The congressman said that during his meetings with Grassley, the two agreed that they “wanted to get this across the finish line,” which ultimately meant that the House champion needed to make a “compromise that most of the advocates would prefer we didn’t, in terms of what would be the type of cannabis that would be available.”

“I thought that that was a modest compromise to be able to get the research piece finally enacted,” Blumenauer said. “We desperately need to be able to make sure that we can do that.”

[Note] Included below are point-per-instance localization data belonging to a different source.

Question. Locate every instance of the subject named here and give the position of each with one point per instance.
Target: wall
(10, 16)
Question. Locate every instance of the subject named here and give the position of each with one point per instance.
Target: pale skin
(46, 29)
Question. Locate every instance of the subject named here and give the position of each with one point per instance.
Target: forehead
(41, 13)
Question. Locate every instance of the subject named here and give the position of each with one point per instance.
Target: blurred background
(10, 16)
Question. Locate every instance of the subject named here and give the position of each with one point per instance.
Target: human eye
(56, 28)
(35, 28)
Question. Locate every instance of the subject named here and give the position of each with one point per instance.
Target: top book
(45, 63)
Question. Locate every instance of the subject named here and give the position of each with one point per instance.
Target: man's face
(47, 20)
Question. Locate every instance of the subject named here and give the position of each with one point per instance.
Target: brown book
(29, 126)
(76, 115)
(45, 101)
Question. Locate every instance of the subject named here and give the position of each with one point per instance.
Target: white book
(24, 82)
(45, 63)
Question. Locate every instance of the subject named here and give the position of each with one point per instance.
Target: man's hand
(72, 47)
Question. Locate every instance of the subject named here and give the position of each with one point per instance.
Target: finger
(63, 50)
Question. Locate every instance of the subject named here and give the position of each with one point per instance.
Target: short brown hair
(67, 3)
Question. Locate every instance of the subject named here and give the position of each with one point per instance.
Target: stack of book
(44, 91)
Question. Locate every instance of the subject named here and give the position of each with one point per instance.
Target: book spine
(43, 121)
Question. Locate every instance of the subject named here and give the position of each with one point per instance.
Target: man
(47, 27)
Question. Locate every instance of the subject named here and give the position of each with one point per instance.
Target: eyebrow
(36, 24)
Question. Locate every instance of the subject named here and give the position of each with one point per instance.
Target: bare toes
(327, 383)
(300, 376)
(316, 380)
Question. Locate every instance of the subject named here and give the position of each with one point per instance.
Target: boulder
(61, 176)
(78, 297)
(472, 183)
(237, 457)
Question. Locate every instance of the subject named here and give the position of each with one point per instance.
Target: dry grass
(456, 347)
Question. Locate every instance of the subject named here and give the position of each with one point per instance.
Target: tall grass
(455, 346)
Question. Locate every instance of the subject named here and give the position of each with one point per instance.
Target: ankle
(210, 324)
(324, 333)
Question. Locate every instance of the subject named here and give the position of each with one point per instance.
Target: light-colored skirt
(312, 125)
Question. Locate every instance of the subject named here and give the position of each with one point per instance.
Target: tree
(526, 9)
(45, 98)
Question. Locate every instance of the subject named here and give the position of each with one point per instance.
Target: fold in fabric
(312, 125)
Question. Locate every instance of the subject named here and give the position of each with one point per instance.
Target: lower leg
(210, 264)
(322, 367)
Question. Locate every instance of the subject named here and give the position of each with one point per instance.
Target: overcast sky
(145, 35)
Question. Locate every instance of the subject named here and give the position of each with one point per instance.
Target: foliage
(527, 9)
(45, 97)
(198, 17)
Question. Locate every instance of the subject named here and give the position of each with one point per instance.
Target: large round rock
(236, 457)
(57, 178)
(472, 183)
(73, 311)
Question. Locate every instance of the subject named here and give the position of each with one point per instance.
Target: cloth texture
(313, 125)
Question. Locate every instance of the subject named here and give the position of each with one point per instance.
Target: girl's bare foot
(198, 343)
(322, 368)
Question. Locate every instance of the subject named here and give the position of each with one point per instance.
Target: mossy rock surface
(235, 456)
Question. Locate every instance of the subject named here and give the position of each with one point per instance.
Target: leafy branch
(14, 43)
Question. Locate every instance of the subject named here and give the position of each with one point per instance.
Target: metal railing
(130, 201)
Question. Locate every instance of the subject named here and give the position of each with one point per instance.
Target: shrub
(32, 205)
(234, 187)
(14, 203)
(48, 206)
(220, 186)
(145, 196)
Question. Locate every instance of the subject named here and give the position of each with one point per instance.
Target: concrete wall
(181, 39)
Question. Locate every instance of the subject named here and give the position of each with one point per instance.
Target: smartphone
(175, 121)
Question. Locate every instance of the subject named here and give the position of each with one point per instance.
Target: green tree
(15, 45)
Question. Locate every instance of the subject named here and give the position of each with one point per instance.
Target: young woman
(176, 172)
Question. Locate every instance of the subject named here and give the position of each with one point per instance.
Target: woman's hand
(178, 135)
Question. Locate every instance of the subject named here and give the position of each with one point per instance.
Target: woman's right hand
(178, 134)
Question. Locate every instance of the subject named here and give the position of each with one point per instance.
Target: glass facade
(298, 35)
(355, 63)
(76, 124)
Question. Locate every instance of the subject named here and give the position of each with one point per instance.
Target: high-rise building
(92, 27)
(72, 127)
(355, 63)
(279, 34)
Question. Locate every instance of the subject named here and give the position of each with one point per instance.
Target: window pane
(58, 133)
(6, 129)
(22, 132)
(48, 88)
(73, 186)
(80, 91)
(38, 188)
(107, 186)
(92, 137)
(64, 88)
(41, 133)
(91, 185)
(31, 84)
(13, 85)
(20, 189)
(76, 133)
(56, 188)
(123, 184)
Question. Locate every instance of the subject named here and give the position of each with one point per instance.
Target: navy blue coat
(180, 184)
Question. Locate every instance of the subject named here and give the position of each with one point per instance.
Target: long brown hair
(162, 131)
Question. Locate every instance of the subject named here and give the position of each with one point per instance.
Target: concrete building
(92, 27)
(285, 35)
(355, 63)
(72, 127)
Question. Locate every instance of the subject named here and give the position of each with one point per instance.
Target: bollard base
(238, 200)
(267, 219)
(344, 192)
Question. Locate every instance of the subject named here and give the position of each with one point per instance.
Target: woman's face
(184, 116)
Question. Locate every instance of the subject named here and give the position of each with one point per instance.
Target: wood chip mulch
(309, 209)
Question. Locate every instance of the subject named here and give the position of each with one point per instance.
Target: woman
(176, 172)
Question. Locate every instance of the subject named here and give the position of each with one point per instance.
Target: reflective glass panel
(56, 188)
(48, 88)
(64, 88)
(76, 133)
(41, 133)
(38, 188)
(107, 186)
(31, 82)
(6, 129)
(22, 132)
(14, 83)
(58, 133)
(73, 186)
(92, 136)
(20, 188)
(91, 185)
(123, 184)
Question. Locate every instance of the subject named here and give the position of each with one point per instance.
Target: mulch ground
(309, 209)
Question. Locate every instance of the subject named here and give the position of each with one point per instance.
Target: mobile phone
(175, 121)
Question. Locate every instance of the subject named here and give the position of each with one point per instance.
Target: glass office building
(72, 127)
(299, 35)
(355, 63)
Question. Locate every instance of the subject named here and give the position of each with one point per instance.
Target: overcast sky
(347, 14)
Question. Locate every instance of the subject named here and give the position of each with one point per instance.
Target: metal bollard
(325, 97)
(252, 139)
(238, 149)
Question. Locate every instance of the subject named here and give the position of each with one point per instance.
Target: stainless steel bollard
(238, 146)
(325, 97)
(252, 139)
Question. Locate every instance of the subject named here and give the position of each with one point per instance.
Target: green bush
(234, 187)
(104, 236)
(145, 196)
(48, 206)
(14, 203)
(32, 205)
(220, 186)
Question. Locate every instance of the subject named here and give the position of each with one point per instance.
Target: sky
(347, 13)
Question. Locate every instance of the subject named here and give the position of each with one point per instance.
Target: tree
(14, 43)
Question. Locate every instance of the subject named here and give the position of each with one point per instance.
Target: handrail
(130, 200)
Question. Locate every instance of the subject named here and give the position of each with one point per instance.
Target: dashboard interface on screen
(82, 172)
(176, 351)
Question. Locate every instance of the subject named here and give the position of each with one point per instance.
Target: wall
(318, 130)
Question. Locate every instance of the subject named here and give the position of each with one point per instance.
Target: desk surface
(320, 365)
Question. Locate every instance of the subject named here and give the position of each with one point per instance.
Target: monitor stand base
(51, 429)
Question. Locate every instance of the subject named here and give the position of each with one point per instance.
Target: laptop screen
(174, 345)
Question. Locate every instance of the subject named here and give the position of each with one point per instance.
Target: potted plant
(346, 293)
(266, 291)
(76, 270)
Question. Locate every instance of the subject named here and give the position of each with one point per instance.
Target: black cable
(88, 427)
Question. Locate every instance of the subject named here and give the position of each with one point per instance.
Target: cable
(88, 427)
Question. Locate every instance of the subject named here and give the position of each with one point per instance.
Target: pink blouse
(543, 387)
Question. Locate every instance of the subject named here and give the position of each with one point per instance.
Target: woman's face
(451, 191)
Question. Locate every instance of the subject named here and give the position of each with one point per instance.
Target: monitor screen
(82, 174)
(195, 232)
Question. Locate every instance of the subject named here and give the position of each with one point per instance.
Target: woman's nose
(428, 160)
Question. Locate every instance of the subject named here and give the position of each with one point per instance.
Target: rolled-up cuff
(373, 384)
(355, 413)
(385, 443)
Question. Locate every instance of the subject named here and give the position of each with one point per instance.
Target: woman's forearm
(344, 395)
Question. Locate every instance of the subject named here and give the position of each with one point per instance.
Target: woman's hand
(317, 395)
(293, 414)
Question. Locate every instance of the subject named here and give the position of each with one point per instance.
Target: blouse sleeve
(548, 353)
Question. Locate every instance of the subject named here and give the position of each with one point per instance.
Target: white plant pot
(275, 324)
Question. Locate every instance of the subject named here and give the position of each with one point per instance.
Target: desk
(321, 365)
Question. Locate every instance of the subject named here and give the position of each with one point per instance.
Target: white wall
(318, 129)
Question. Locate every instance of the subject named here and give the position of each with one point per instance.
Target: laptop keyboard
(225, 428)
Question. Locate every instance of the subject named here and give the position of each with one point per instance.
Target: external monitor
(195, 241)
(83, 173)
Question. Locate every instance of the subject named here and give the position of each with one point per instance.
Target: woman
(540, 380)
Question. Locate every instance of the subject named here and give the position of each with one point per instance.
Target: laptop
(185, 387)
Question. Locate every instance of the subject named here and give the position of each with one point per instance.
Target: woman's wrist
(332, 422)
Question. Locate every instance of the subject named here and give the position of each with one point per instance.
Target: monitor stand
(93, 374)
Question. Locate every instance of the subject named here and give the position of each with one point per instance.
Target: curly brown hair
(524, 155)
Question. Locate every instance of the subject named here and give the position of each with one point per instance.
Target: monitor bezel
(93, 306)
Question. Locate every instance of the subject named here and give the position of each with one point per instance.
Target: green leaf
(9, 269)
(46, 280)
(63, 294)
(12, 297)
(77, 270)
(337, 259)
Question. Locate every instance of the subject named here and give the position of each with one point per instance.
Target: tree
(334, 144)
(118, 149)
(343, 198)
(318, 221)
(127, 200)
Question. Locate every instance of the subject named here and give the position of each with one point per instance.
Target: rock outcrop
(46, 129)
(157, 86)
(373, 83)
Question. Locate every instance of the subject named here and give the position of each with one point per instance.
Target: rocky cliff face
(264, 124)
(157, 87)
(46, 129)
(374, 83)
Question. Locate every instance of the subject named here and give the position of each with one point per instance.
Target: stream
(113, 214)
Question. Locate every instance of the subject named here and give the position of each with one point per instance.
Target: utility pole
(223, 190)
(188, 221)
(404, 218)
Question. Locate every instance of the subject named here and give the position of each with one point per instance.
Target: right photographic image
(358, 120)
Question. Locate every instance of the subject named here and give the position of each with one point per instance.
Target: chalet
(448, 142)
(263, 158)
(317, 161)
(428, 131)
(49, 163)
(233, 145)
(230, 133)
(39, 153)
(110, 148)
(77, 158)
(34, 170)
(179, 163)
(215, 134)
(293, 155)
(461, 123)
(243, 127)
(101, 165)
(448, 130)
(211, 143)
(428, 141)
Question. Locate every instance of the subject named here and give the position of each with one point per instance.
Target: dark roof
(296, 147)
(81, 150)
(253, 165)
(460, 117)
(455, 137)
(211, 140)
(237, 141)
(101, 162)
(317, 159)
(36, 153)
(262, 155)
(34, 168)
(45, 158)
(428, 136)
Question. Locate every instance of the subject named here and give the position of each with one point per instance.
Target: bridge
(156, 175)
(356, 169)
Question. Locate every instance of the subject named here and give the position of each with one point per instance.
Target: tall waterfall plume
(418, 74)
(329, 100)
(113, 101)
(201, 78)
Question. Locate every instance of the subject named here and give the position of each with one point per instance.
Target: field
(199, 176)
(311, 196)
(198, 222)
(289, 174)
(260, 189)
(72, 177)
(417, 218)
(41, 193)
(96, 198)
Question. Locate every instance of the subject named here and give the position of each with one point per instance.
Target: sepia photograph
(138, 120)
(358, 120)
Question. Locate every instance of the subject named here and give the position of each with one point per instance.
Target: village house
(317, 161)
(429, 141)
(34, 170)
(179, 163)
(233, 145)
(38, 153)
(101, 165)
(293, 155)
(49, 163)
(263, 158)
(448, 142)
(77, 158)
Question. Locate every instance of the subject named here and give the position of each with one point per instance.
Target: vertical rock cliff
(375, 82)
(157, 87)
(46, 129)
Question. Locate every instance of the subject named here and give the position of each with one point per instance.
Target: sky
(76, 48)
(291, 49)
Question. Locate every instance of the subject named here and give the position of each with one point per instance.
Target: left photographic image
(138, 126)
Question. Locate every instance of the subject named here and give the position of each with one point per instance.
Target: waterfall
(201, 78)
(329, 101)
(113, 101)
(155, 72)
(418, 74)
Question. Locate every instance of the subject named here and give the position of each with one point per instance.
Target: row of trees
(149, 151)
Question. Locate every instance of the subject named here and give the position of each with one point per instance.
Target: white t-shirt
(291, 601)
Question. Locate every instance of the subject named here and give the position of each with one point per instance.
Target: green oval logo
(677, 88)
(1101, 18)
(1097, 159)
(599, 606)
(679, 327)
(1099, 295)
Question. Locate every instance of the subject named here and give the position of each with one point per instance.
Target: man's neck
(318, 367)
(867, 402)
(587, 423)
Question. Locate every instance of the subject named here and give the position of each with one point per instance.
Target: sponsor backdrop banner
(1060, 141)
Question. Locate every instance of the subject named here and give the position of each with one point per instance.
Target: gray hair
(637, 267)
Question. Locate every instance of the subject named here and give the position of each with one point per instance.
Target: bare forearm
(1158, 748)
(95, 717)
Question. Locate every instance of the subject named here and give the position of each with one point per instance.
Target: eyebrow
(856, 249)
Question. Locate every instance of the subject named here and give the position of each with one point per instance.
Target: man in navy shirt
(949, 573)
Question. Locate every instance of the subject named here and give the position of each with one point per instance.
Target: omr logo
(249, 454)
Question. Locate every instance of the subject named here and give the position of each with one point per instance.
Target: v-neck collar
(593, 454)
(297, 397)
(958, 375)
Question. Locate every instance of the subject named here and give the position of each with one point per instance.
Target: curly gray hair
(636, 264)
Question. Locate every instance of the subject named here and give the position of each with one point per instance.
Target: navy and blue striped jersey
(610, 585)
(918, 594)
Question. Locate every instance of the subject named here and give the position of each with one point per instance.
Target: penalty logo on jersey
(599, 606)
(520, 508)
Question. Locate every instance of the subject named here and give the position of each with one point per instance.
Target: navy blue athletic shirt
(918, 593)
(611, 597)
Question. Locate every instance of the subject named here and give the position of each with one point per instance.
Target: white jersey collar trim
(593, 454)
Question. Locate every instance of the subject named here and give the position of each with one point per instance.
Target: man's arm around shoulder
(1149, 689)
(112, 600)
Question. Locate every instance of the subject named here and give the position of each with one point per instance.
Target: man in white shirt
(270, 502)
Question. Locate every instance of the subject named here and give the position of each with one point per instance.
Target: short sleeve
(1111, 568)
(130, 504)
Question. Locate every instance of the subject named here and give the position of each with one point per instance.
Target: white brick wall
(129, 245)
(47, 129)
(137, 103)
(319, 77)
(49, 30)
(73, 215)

On Wednesday, Blumenauer said that “afterworking on the issue of cannabis reform for decades, finally the dam is starting to break,” calling the bill “a historic breakthrough in addressing the federal government’s failed and misguided prohibition of cannabis.”

“As we have seen in state after state, the public is tired of waiting for the federal government to catch up. More than 155 million Americans—nearly half of our nation’s population—now reside in states where adult-use of cannabis is legal,” he said. “For far too long, Congress has stood in the way of science and progress, creating barriers for researchers attempting to study cannabis and its benefits. At a time when more than 155 million Americans reside where adult-use of cannabis is legal at the state or local level and there four million registered medical marijuana users with many more likely to self-medicate, it is essential that we are able fully study the impacts of cannabis use.”

Harris, for his part, said that as a physician who has conducted NIH-sponsored research, he is “pleased that this bill has finally passed and that scientists will be able to research what medical marijuana can and cannot do.”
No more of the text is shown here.